Question

Wer +266. A bag contains $3$ balls labeled $2, 4$ and $8$. A ball is to be picked, the value on the label is to be recorded and then the ball is to be returned to the bag. This will be done three times and then the values will be added together. What is the sum of all of the possible distinct sums?

Answer 1

Answer: 128

Step-by-step explanation:

Any sum formed by a combination of the numbers 2, 4, 8 and must be divisible by 2. The smallest possible value of such a sum is equal to 3*2=6 , and the largest possible value of such a sum is equal to 3*8=24 . After testing, we find that

6 = 2+2+2, 8=4+2+2, 10=4+4+2

12 = 4+4+4, 14 = 8+4+2, 16 = 8+4+4

18 = 8+8+2, 20 = 8+8+4, 24 = 8+8+8

However, we cannot find a combination that will add to be 22: if two of the numbers are not 8, then the maximum possible sum is 4+4+8 = 16. Thus, two of the numbers picked must be 8, but then the third ball must have the number 6, which is not possible.
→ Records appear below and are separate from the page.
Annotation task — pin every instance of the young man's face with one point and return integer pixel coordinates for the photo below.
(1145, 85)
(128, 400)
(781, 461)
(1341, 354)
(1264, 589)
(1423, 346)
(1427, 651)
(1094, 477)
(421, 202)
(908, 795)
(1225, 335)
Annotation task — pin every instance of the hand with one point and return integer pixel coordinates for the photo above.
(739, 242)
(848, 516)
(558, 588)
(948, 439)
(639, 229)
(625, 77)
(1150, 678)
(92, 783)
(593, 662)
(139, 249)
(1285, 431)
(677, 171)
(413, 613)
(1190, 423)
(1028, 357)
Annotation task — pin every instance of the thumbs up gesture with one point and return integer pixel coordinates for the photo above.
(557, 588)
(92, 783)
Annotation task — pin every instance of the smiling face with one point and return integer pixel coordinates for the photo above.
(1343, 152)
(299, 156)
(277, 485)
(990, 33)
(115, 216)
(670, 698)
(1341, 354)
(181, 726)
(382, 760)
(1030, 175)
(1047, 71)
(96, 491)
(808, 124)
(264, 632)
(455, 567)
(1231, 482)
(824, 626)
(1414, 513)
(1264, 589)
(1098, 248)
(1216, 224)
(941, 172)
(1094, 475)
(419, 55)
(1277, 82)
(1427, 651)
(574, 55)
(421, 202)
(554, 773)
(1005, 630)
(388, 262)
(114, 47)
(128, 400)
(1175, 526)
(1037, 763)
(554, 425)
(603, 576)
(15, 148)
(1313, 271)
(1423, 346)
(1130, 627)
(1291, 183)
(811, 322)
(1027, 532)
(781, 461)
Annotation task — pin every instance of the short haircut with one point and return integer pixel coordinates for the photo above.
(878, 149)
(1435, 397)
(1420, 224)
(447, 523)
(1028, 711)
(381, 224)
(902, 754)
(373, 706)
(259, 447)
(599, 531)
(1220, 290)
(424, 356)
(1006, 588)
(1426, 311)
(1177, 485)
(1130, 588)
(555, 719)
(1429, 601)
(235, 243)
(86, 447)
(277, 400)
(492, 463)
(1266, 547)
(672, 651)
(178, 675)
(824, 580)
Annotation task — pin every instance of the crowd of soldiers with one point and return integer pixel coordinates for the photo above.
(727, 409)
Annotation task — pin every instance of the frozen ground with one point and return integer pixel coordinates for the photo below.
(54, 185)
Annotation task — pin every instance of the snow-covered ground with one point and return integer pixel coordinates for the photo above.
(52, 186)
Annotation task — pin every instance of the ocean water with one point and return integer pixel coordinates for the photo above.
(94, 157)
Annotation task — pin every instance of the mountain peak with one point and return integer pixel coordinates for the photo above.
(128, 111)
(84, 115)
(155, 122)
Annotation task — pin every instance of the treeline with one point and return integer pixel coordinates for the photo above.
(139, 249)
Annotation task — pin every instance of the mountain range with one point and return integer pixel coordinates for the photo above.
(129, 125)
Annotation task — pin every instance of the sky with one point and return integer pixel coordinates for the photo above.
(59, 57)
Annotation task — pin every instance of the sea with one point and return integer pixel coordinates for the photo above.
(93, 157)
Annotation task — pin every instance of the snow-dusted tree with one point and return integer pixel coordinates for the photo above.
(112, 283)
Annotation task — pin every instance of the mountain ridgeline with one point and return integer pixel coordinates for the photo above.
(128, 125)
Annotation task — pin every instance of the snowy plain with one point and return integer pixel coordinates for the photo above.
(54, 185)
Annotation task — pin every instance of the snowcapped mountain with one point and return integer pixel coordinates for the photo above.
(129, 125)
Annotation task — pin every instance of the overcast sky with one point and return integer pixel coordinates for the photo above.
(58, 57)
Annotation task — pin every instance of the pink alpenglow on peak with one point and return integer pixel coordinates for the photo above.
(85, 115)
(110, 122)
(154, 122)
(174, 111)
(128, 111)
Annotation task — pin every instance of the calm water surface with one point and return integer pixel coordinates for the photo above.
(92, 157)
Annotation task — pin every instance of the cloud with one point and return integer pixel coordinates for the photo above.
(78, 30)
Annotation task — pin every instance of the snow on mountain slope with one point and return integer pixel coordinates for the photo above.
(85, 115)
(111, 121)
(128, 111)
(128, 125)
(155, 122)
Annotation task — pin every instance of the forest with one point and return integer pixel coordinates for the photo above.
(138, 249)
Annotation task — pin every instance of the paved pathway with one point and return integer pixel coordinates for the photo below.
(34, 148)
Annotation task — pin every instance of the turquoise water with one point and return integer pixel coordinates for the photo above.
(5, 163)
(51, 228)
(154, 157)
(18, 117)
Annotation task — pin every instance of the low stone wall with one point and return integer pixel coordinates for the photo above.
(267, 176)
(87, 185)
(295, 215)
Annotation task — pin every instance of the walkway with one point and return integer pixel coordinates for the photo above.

Thus, the answer is the sum of the even numbers from 6 to 24 excluding 22, which is 128 .

Answer 2

The sum of all the possible distinct sum is 128

Explanation:

The number of balls in the bag = 3

The ball labels, (the numbers written on the balls) = 2, 4, and 8

The number of balls selected with replacement = 1

Therefore, we have have, the number of ways of selecting 1 ball from 3 = 3 ways

The distinct combination of the selected balls are;

2, 2, 2 with sum 2 + 2 + 2 = 6

2, 2, 4 with sum 2 + 2 + 4 = 8

2, 2, 8 with sum 2 + 2 + 8 = 12

2, 4, 4 with sum 2 + 4 + 4 = 10

2, 4, 8 with sum 2 + 4 + 8 = 14

2, 8, 8 with sum 2 + 8 + 8 = 18

4, 4, 4 with sum 4 + 4 + 4 = 12

4, 4, 8 with sum 4 + 4 + 8 = 16

8, 8, 4 with sum 8 + 8 + 4 = 20

8, 8. 8 with sum 8 + 8 + 8 = 24

The distinct sums are therefore;

6, 8, 12, 10, 14, 18, 16, 20, 24

The sum of the distinct sum is 6 + 8 + 12 + 10 + 14 + 18 + 16 + 20 + 24 = 128.